Jadi, Khadījah sendiri masih seorang wanita Quraisy dan juga memiliki nasab yang tinggi.

Khadījah merupakan keturunan yang spesial dan terkenal di kalangan orang Arab tatkala itu.

Disebutkan di dalam sejarah, bahwa diantara laqab (gelar)-nya ibunda Khadījah adalah Thāhirah (wanita yang suci), karena beliau tidak mengikuti adat-adat jāhilīyyah dan tidak pernah terjerumus ke dalam perzinahan dan hal-hal buruk lainnya.

Karena itu beliau dikenal sebagai wanita yang ‘afīfah (menjaga kehormatan).

Selain itu, Ibunda Khadijah juga terkenal akan kecantikannya dan kekayaannya.

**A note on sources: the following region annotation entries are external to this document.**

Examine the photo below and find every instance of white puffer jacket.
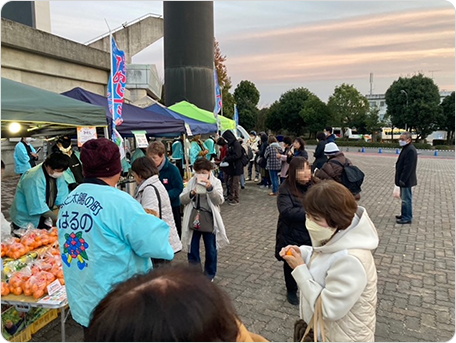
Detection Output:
[135,175,182,253]
[292,207,378,342]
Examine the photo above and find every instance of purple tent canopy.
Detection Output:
[62,87,185,136]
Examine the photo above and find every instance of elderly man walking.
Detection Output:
[394,132,418,224]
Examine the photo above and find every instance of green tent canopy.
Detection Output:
[169,101,236,131]
[1,77,107,128]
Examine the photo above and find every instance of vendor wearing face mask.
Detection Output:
[10,153,70,229]
[14,137,38,175]
[52,136,84,191]
[280,181,378,342]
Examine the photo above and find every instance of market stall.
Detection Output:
[1,228,68,342]
[1,78,108,137]
[62,87,185,137]
[169,101,236,131]
[145,104,217,135]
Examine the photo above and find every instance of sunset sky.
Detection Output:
[50,1,455,107]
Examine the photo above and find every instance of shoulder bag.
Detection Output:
[189,194,214,233]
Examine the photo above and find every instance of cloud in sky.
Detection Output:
[51,1,455,105]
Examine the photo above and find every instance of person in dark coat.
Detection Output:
[220,130,244,206]
[275,156,318,305]
[315,143,361,200]
[394,132,418,224]
[258,133,271,187]
[312,132,328,173]
[287,137,309,164]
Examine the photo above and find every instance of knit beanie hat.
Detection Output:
[325,142,340,155]
[81,138,122,177]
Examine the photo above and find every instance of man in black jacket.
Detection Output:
[394,132,418,224]
[220,130,244,206]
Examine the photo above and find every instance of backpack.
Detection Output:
[328,160,364,195]
[247,146,253,161]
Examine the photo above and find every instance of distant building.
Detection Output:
[366,91,452,121]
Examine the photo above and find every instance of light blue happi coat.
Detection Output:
[57,183,174,327]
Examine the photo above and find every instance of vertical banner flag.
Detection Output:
[233,104,239,127]
[108,38,127,126]
[108,37,127,158]
[214,65,223,118]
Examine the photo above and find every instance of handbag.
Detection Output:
[293,296,326,342]
[189,194,214,233]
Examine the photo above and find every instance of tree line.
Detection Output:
[214,41,455,144]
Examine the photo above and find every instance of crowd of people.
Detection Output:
[2,127,417,342]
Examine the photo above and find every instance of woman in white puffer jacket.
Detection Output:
[131,157,182,264]
[280,181,378,342]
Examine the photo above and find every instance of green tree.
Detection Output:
[385,74,442,141]
[265,101,283,132]
[300,94,331,135]
[255,107,269,133]
[234,80,260,130]
[439,92,455,144]
[366,107,387,142]
[214,39,234,118]
[328,83,369,132]
[279,87,313,136]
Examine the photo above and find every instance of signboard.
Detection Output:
[131,131,149,148]
[77,126,97,147]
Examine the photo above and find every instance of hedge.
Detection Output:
[330,140,432,150]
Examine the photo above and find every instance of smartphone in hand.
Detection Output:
[196,174,209,186]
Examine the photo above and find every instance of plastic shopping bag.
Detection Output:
[393,186,401,199]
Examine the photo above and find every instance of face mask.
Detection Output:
[49,172,63,179]
[306,216,336,247]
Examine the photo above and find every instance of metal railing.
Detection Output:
[84,13,163,45]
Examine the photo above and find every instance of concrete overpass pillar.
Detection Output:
[163,1,215,112]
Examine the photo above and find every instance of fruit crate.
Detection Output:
[8,326,32,342]
[30,310,58,334]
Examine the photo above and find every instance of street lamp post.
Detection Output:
[401,89,408,131]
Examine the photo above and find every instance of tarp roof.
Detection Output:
[169,101,236,130]
[145,104,217,135]
[1,77,107,128]
[62,87,185,136]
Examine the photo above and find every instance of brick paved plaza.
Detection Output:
[1,153,455,342]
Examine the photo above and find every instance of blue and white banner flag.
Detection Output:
[108,38,127,126]
[233,104,239,127]
[214,66,223,118]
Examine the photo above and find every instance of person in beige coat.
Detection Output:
[131,156,182,264]
[180,158,229,280]
[280,181,378,342]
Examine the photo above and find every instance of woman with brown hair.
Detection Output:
[275,156,318,305]
[84,266,267,342]
[280,181,378,342]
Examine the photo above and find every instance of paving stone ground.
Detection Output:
[1,152,455,342]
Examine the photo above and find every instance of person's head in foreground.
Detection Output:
[304,180,358,246]
[85,266,239,342]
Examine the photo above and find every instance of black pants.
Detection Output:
[283,261,298,292]
[173,205,182,238]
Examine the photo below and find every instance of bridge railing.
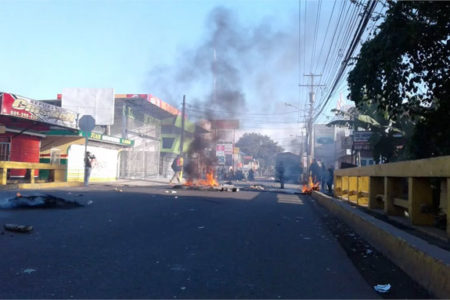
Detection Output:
[0,161,67,185]
[334,156,450,237]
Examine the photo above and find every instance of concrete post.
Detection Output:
[408,177,434,225]
[369,177,386,209]
[384,177,403,216]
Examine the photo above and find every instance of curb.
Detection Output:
[312,191,450,298]
[17,181,83,190]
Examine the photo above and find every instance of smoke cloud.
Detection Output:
[146,7,299,119]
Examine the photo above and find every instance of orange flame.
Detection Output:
[185,170,219,186]
[302,176,320,194]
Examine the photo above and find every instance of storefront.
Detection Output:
[0,93,78,178]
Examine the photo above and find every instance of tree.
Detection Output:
[236,133,283,169]
[327,101,410,162]
[348,1,450,158]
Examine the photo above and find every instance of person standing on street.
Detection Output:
[84,151,95,186]
[169,155,183,183]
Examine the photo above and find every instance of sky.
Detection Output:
[0,0,376,142]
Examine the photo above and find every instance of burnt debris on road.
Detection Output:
[0,193,83,209]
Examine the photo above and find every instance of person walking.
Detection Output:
[169,155,183,183]
[320,162,328,192]
[309,159,320,183]
[84,151,95,186]
[327,166,334,194]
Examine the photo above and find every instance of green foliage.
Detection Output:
[348,1,450,158]
[236,133,283,168]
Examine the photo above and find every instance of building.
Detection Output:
[0,93,79,179]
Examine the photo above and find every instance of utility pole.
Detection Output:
[180,95,186,156]
[299,73,325,167]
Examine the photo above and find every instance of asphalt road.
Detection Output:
[0,187,378,299]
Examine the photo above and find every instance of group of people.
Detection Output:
[308,159,334,193]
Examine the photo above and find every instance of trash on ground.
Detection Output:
[373,283,391,293]
[0,193,83,209]
[250,184,264,191]
[3,224,33,233]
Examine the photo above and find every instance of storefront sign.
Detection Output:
[0,93,78,129]
[353,131,372,143]
[78,131,134,146]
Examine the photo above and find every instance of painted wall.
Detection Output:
[1,133,41,177]
[67,145,119,182]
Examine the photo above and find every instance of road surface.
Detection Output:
[0,187,386,299]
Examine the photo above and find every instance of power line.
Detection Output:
[314,0,377,119]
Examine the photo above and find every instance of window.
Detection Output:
[50,148,61,165]
[0,142,11,161]
[163,138,175,149]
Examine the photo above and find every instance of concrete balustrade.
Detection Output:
[334,156,450,237]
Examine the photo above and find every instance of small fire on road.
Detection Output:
[302,176,320,195]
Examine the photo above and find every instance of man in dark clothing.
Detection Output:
[320,162,328,191]
[169,155,183,183]
[84,151,95,186]
[309,159,320,183]
[327,166,334,193]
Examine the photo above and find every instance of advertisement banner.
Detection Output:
[353,131,372,143]
[0,93,78,129]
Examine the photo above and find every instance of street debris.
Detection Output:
[249,184,264,191]
[373,283,391,293]
[0,193,83,209]
[3,224,33,233]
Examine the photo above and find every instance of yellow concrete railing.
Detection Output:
[334,156,450,237]
[0,161,67,185]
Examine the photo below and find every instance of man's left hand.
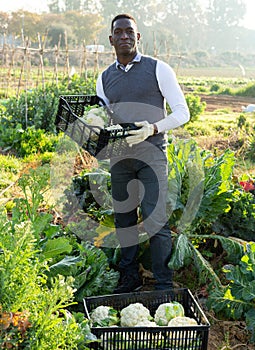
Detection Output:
[126,121,154,146]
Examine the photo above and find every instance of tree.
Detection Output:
[8,10,44,40]
[206,0,246,30]
[0,12,10,34]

Beliau banyak memperkerjakan kaum lelaki dengan sistem mudhārabah untuk memperdagangkan hartanya.

Padahal Khadījah adalah seorang wanita janda.

Disebutkan bahwa sebelum beliau menikah dengan Nabi shallallāhu ‘alayhi wa sallam, Khadījah sudah menikah dua kali yaitu dengan:

⑴ Atiq bin Makhzumiy
⑵ Abū Halah ibnu Zurarah At Tamimiy

⇒ Jadi, Nabi shallallāhu ‘alayhi wa sallam adalah suami beliau yang ke-3.

Meskipun beliau wanita janda, karena kesucian, akhlaqnya yang mulia, kekayaan hartanya dan kecerdasannya, banyak lelaki yang datang melamarnya.

Namun Khadījah radhiyallāhu ‘anhā menolak semua lamaran itu. Beliau tidak terburu-buru untuk menikah.

Sampai akhirnya Khadījah mendengar tentang seorang pemuda yang bernama Muhammad shallallāhu ‘alayhi wa sallam yang terkenal dengan amanahnya, akhlaqnya. Maka Khadījah ingin agar Muhammad bekerja sebagai pekerjanya.

Inilah cerdasnya Khadījah, beliau sudah tertarik dengan Muhammad shallallāhu ‘alayhi wa sallam namun tidak terburu-buru minta dilamarkan kepada Muhammad.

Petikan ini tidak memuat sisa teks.